The recommendation by the SCB, a judicial body responsible for issuing non-binding recommendations on cases to Egyptian courts, pertains to an appeal filed by the former Muslim Brotherhood Supreme Guide Omar El-Telmesani in 1977, challenging the 1954 decision.
Al-Ahram reported that the board settled the issue on the grounds that the decision is immune to judicial challenge, as are all decisions made by the RCC, according to the 1956 constitution.
The board went on to say that appeal requests filed by members of the Brotherhood are considered legally null, since the group never had a legal identity.
Since the January 2011 uprising which toppled former President Hosni Mubarak, many political figures have demanded that the Brotherhood legalize its status and register officially, in order for the state to be able to monitor its funding and activities the way it does other groups in Egypt.
The SAC is currently considering a legal case against the Muslim Brotherhood, which was founded in 1928, demanding its dissolution, based on the argument that the organization has no legal status. The verdict will be delivered on March 26, according to Al-Ahram.
Wednesday's recommendation was non-binding, but may affect the SAC in its final ruling.
The Muslim Brotherhood was outlawed as part of a series of wide-ranging crackdowns by the Gamal Abdel Nasser regime on the group, following an assassination attempt targeting Nasser, for which the RCC held the Brotherhood responsible.
The group established the Freedom and Justice Party shortly after the uprising in 2011, and the party went on to secure a majority in the now-dissolved People's Assembly.
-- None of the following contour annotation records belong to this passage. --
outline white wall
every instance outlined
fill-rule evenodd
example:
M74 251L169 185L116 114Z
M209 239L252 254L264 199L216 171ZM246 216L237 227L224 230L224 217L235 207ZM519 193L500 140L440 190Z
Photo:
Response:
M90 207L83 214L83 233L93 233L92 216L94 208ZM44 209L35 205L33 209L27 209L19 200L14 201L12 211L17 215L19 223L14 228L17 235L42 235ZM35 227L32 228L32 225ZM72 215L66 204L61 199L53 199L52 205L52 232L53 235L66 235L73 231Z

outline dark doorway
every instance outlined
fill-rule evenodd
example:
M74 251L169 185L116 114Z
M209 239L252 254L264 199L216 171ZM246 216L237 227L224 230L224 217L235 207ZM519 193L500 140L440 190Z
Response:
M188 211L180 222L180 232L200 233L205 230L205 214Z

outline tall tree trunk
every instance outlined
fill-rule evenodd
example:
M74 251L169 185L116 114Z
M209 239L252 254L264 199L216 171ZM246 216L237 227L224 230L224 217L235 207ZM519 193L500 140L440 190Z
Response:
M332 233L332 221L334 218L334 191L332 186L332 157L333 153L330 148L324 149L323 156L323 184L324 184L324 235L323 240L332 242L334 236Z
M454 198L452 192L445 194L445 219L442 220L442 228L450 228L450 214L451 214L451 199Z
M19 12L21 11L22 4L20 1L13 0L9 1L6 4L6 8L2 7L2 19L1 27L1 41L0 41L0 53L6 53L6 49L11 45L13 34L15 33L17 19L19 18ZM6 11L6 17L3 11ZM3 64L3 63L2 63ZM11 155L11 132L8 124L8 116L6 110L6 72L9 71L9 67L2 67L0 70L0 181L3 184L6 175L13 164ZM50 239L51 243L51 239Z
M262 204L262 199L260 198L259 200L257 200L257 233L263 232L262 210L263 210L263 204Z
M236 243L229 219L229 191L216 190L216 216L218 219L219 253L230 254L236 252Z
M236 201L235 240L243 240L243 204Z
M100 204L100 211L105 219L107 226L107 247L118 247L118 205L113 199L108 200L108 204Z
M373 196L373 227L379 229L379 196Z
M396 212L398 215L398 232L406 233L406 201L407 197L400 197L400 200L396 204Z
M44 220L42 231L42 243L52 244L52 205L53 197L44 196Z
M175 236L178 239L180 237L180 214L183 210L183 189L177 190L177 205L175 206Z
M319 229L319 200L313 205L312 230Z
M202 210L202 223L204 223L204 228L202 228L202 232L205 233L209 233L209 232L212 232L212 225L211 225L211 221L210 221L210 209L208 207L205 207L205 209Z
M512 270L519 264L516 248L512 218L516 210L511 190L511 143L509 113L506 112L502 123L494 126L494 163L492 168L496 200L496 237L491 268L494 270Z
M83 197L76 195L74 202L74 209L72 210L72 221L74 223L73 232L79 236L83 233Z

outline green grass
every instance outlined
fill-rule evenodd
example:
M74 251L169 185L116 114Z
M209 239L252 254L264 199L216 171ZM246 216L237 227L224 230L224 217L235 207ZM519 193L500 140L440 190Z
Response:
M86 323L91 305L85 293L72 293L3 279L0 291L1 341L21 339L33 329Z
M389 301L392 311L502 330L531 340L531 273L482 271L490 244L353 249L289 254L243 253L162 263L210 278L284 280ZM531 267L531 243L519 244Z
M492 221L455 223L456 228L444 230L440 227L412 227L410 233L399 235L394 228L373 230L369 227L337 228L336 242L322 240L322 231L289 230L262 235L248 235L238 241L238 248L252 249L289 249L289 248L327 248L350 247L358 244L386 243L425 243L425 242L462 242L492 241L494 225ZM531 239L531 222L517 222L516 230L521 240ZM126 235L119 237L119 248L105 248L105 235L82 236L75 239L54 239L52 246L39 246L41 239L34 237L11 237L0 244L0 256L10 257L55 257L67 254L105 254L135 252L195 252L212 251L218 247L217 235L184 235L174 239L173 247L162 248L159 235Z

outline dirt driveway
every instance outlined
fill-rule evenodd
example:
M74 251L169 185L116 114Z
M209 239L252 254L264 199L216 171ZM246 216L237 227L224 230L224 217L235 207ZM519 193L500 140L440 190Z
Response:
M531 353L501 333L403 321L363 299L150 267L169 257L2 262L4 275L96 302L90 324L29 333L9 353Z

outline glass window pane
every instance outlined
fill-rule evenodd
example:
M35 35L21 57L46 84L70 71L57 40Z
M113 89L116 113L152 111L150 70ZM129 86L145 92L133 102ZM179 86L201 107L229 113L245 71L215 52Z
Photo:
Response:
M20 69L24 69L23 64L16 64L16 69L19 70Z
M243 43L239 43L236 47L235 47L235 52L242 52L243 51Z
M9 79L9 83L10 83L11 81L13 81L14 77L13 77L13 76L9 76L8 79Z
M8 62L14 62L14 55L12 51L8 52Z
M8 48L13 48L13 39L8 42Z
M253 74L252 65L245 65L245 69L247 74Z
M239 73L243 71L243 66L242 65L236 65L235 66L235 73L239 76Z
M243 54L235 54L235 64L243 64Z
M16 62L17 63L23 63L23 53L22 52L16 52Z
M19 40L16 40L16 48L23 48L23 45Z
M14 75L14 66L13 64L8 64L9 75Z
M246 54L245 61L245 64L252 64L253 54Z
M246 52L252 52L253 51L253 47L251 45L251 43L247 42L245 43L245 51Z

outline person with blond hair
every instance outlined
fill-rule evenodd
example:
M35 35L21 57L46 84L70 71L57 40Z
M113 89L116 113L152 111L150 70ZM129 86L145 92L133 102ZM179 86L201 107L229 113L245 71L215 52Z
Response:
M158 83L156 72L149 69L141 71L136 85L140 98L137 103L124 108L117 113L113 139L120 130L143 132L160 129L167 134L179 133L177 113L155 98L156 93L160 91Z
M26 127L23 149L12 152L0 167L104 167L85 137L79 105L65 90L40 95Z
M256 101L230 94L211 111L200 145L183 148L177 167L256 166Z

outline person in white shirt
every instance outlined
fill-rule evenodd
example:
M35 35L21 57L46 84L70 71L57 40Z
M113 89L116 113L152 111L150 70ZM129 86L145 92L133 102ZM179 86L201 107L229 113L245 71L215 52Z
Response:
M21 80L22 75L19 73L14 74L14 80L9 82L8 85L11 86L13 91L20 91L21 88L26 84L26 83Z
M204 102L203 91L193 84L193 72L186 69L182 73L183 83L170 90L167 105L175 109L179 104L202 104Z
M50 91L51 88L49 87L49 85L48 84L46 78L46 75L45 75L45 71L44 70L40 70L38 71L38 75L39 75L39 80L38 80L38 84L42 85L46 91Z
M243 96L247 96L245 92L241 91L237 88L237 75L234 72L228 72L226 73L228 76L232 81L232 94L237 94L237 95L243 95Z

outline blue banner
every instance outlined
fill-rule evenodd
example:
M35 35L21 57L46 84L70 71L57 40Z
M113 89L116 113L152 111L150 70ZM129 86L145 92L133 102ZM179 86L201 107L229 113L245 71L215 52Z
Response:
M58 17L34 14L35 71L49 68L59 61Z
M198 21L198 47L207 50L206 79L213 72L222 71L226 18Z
The ruling is likely to be welcomed by Egypt’s opposition, which accused Morsi, the Muslim Brotherhood and other Islamists of monopolizing power, and say the revolution failed to reach its goals of social justice.
The row between the ruling Islamists and the opposition has been growing wider since November when Morsi issued a decree expanding his powers.
The decree was repealed after intense street pressure, but only after a controversial Islamist-drafted constitution was rushed through.
Last week a legal body representing Morsi filed an appeal against a court ruling cancelling the country’s controversial parliamentary polls.
On March 6, a lower court ordered the cancellation of the April 22 parliamentary elections because Morsi had ratified a new electoral law without sending it to the top court, as required by the constitution.
Last Friday, hundreds of Egyptians demonstrated in Cairo, calling on the army to assume power in Egypt, which has been plagued by unrest and instability two years after the revolution.
The army assumed power after Mubarak had stepped down, but relinquished it to Morsi after he won the country’s first democratic elections last year.
Morsi's presidency has been plagued by unrest and deadly clashes between protesters and police. Port Said, a city on the Suez Canal, has been in open revolt against the Islamist.